Au regard de tous ces éléments l’on pourrait dire qu’il est légitime pour les jeunes africains de partir. Existe-t-il néanmoins des raisons pour rester en Afrique ? 
-  Un continent à bâtir, une population jeune. L’Afrique est une terre où beaucoup sinon tout reste à faire. Elle a besoin de ses fils et de ses filles pour se construire. Sa richesse c’est sa population certainement parmi les plus jeunes dans le monde. 60 à 64% de la population en Afrique subsaharienne a moins de 20 ans.
-  Une terre de croissance économique. L’Afrique présente les taux de croissance les plus élevés au monde. La coopération prend de nouvelles orientations, il y a davantage d’échanges entre les Etats du continent (le Maroc 1er investisseur étranger en Côte d’Ivoire), l’intégration économique dans des ensemble sous régionaux avance à grands pas même s’il y a encore des points à parfaire (CEDEAO-UEMOA). Il y a aussi les efforts faits pour mettre en œuvre de grands projets structurants (autoroutes, interconnexion électrique…). L’Afrique se présente comme une terre d’opportunités avec ses réserves de matières premières stratégiques, ses terres agricoles, ses ressources hydriques, son potentiel touristique sous-exploité, ses besoins en infrastructures de base (eau, électricité, logement, santé, transport, identification…). A’ cela il faut ajouter les efforts faits (amélioration pour l’accès à la justice, mise en place d’organes de contrôle de la gestion, projet de sécurité sociale…). 
-  Le boum numérique. Avec le développement de l’internet, les TIC connaissent une croissance extraordinaire facilitant du coup la vie et aidant à répondre à un certain nombre de besoins essentiels notamment par le développement d’applications mobiles. Ex. accès à l’information, service financier (mobile money, crowdfunding)… 
-  L’existence de modèles. Au-delà de tous les griefs, il existe des modèles de réussite avec des entrepreneurs (Mo Ibrahim, Aliko Dangote…). Au niveau politique, certains pays font figure d’exception démocratique (Sénégal, Bénin, Ghana). 

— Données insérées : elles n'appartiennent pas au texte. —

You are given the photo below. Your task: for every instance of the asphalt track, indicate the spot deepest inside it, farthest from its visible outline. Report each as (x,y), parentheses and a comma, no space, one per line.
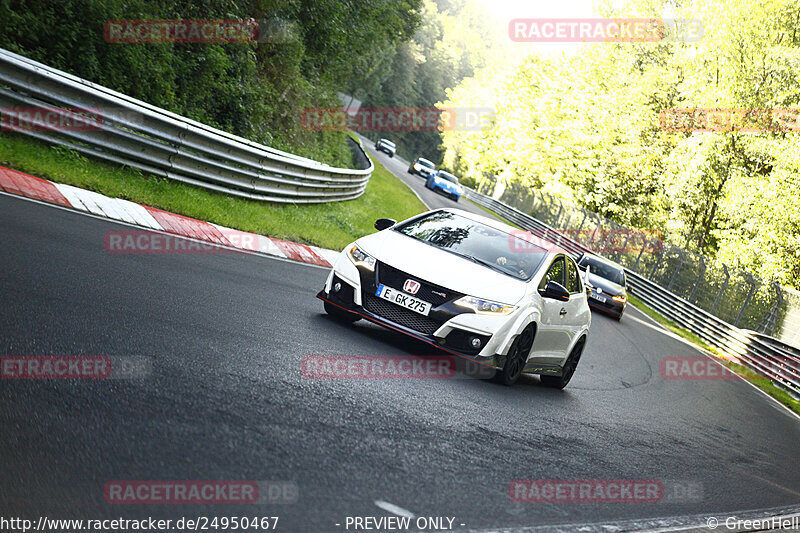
(225,400)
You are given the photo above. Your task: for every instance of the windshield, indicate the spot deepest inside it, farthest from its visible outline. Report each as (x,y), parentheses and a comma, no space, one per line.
(604,270)
(448,176)
(490,247)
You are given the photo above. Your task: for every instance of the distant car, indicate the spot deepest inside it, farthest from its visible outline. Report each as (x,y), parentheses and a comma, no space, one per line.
(421,167)
(460,282)
(609,286)
(387,146)
(445,183)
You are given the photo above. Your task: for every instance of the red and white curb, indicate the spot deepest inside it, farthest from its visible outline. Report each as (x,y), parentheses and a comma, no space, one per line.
(20,184)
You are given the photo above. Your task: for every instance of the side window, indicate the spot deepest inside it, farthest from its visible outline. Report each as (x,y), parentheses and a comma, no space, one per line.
(555,273)
(573,279)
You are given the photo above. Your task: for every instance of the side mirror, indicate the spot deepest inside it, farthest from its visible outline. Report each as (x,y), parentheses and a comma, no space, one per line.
(555,291)
(383,223)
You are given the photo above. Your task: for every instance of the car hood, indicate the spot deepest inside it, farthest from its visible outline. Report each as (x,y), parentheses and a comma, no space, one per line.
(608,286)
(437,266)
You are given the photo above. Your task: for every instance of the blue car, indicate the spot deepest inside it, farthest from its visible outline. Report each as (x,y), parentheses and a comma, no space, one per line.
(445,183)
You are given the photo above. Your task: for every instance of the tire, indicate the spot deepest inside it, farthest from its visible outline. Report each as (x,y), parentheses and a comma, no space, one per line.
(559,382)
(340,314)
(517,355)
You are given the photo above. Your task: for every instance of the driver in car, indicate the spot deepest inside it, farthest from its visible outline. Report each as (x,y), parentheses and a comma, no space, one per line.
(521,265)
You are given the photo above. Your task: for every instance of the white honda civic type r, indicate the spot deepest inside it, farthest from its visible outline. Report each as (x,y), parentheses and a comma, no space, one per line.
(471,286)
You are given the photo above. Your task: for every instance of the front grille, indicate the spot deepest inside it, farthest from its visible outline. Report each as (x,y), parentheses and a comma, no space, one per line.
(400,315)
(395,278)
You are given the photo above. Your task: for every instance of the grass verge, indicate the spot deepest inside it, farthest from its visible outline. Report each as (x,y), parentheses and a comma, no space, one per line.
(331,225)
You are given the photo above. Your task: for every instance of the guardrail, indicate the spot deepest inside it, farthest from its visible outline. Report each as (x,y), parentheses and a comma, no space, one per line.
(762,354)
(130,132)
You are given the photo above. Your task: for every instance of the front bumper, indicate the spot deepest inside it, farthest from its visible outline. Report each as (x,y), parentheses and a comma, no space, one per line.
(437,329)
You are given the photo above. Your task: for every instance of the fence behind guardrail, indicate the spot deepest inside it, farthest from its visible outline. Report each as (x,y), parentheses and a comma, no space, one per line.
(761,353)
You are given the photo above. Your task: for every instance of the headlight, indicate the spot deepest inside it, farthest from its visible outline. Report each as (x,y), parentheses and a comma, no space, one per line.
(361,258)
(485,307)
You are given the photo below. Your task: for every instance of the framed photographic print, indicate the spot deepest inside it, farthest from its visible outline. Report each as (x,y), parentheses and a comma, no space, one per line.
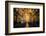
(24,17)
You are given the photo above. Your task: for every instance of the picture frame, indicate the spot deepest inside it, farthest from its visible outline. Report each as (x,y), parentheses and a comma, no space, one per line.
(13,5)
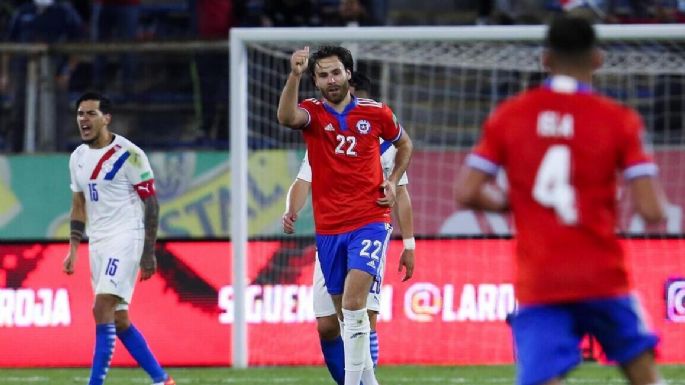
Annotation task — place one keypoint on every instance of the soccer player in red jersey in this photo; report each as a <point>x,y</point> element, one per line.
<point>561,146</point>
<point>350,196</point>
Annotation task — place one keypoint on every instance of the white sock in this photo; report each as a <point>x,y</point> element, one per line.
<point>356,341</point>
<point>369,377</point>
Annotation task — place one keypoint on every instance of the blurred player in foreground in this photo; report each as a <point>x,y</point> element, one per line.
<point>113,188</point>
<point>350,196</point>
<point>561,146</point>
<point>324,309</point>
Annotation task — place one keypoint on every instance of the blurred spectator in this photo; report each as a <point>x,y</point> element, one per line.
<point>115,20</point>
<point>353,12</point>
<point>39,21</point>
<point>495,12</point>
<point>505,12</point>
<point>290,13</point>
<point>215,18</point>
<point>592,10</point>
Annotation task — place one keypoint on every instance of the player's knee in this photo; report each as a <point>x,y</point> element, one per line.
<point>354,302</point>
<point>121,321</point>
<point>103,309</point>
<point>328,327</point>
<point>373,315</point>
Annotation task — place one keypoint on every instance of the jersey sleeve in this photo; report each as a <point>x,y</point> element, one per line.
<point>388,163</point>
<point>634,159</point>
<point>392,130</point>
<point>305,172</point>
<point>487,155</point>
<point>139,172</point>
<point>72,175</point>
<point>308,106</point>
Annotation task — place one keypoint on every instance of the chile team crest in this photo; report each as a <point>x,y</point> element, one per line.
<point>363,126</point>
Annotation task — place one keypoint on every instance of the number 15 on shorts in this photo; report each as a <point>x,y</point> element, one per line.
<point>111,268</point>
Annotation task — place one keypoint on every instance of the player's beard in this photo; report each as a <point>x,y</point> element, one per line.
<point>91,140</point>
<point>339,96</point>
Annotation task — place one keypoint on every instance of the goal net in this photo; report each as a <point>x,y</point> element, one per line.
<point>441,83</point>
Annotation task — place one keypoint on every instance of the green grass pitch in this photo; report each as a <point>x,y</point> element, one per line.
<point>387,375</point>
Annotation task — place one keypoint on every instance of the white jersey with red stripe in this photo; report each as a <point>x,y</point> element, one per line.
<point>388,152</point>
<point>112,179</point>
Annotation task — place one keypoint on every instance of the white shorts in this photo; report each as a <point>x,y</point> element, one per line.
<point>114,265</point>
<point>323,303</point>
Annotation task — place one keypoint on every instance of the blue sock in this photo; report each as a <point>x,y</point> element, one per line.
<point>104,347</point>
<point>136,345</point>
<point>373,339</point>
<point>334,355</point>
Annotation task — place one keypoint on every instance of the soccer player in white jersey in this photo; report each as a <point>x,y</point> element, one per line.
<point>113,189</point>
<point>324,309</point>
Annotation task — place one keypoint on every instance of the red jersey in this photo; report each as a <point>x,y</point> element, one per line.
<point>346,168</point>
<point>561,146</point>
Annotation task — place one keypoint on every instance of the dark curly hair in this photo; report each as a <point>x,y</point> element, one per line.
<point>342,53</point>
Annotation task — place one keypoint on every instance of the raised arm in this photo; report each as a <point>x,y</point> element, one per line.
<point>288,113</point>
<point>405,218</point>
<point>296,198</point>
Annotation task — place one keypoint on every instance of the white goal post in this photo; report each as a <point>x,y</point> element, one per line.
<point>526,43</point>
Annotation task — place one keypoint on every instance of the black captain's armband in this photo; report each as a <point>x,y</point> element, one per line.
<point>77,229</point>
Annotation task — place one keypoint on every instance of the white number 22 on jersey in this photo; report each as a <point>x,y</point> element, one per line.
<point>552,184</point>
<point>351,141</point>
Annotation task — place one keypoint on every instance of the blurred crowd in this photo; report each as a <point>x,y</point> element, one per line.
<point>55,21</point>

-  Nécessité d’être utile à sa terre. A ce niveau mon intervention prendra la forme d’un témoignage personnel. Je suis membre de la communauté de SANT’EGIDIO depuis 1996 et je voudrais dire pourquoi je ne suis pas parti. J’ai compris au contact des pauvres enfants de bidonvilles, enfants de la rue et même d’autres jeunes qu’il y a un besoin de solidarité qui sort du culte de la réussite personnelle pour se faire réussite collective. Quand un enfant apprend à lire et à écrire, quand un autre échappe à un destin de violence et d’exploitation, quand on permet de faire tomber les barrières de la méfiance et du préjugé, quand on aide à découvrir que nul n’est si pauvre au point de ne pouvoir aider quelqu’un d’autre, l’on comprend que vivre va au-delà de se sauver tout seul. J’ai eu la possibilité de partir ailleurs. Deux de mes frères sont au Canada et ils continuent de me relancer quant à l’idée de les rejoindre mais moi j’ai décidé de rester pour aider à ma façon le Continent à faire des pas peut-être petits mais des pas qui promeuvent la vie. 
 
3/ Ce qu’il faut 
-  Un meilleur contrôle de l’action des Etats 
-  Une nécessaire refonte de la mentalité
-  Investir dans la jeunesse 
-  Définir les vraies priorités 
-  Renforcer la justice sociale 
-  Adapter la formation aux besoins réels de la société. 
-  Aider à l’instauration de démocraties véritables avec une réelle séparation des pouvoirs. 
 
Il est clair que beaucoup de raisons poussent la jeunesse africaine à s’engager dans la voie de l’émigration. Toutefois les mutations en cours, la conscience de prendre en charge le futur de ce Continent et les modèles de solidarité sont des facteurs sur lesquels l’on peut s’appuyer pour rester.